Certains événements, dans le passé médical des femmes, peuvent s'avérer signifiants : le nombre d'accouchements, les infections urinaires récurrentes, la chirurgie pour réparer la vessie et la prise de certains médicaments. Chez les hommes, le fait d'avoir subi une chirurgie de la prostate peut constituer un facteur important.
Qui est l'infirmière/infirmier-conseil en continence?
Le métier d'infirmière/infirmier-conseil en continence a été créé en Angleterre en 1974 pour aider les gens à mieux gérer leur incontinence. Ces spécialistes peuvent faire des évaluations et offrir les traitements simples nécessaires pour guérir ou gérer l'incontinence. Ils connaissent le coût et l'efficacité des produits aptes à gérer l'incontinence.
Les infirmières/infirmiers-conseils oeuvrent au Canada depuis 1995, par suite de la décision du ministère de la Santé de l'Ontario de subventionner la formation de 37 spécialistes affectés aux programmes provinciaux de soins à domicile. Au début de 1999, environ 80 infirmières et infirmiers avaient reçu une formation en continence, dont plusieurs en Colombie-Britannique et au Manitoba.
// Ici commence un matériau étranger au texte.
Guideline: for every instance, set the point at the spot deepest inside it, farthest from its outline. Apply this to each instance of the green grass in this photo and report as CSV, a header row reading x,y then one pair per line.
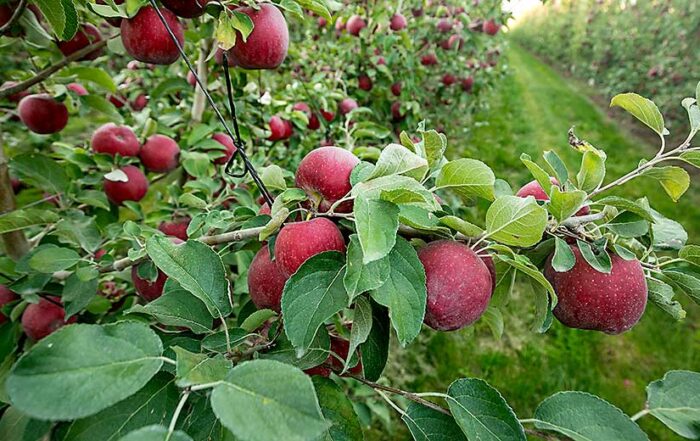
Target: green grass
x,y
530,112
Le cours, qui dure de six à neuf mois, fait partie du programme de téléenseignement de l'Université McMaster. La formation consiste en un cours universitaire complet, soit 150 heures de cours éducatifs, plus 150 heures de travail clinique, dont 75 heures avec une infirmière-conseil ou un infirmier-conseil en continence dûment formé et 75 heures de travail autonome.
Parfois, la difficulté à se rendre aux toilettes contribue à l'incontinence. Il est possible de remédier à la situation en modifiant le milieu, soit en installant des sièges de toilette plus élevés, des barres de soutien dans la salle de bains et des sièges de toilette avec des bras. Les vêtements difficiles à enlever, y compris les serviettes sanitaires, peuvent aussi aggraver l'incontinence. Dans le cas des patients partiellement ou entièrement immobilisés, il est utile de placer près du lit des toilettes portables ou des bassines, ou encore d'installer un cathéter (voir Publications pour mieux se renseigner sur les produits).
Les personnes qui souffrent d'incontinence par miction impérieuse peuvent grandement profiter des techniques de rééducation de la vessie. À partir des renseignements consignés dans un carnet de bord, le patient et le professionel de la santé établissent un horaire. Au départ, la miction peut se faire à intervalles d'une heure. Puis, on augmente graduellement le délai entre les visites aux toilettes.
En général, l'examen médical comprend une inspection visuelle qui permet d'établir la couleur et l'état de la peau, ainsi que toute anomalie physiologique. On procède également à une évaluation pelvienne, vaginale et rectale. L'examen rectal sert à déterminer la consistance des selles, ainsi que l'état et la sensibilité du sphincter. Chez les hommes, l'examen rectal comprend une évaluation de la grosseur et de la consistance de la prostate.
L'examen peut aussi comprendre une analyse d'urine pour éliminer la possibilité d'infection des voies urinaires ou de la vessie. Cette analyse s'effectue dans le cabinet du médecin à l'aide d'un bâtonnet spécial que l'on trempe dans un contenant d'urine. L'infection urinaire, souvent à la source d'une incontinence passagère, doit être soignée avant le début des autres traitements. L'analyse d'urine peut aussi révéler la présence de glucose, un indicateur de diabète qui peut constituer une cause d'incontinence.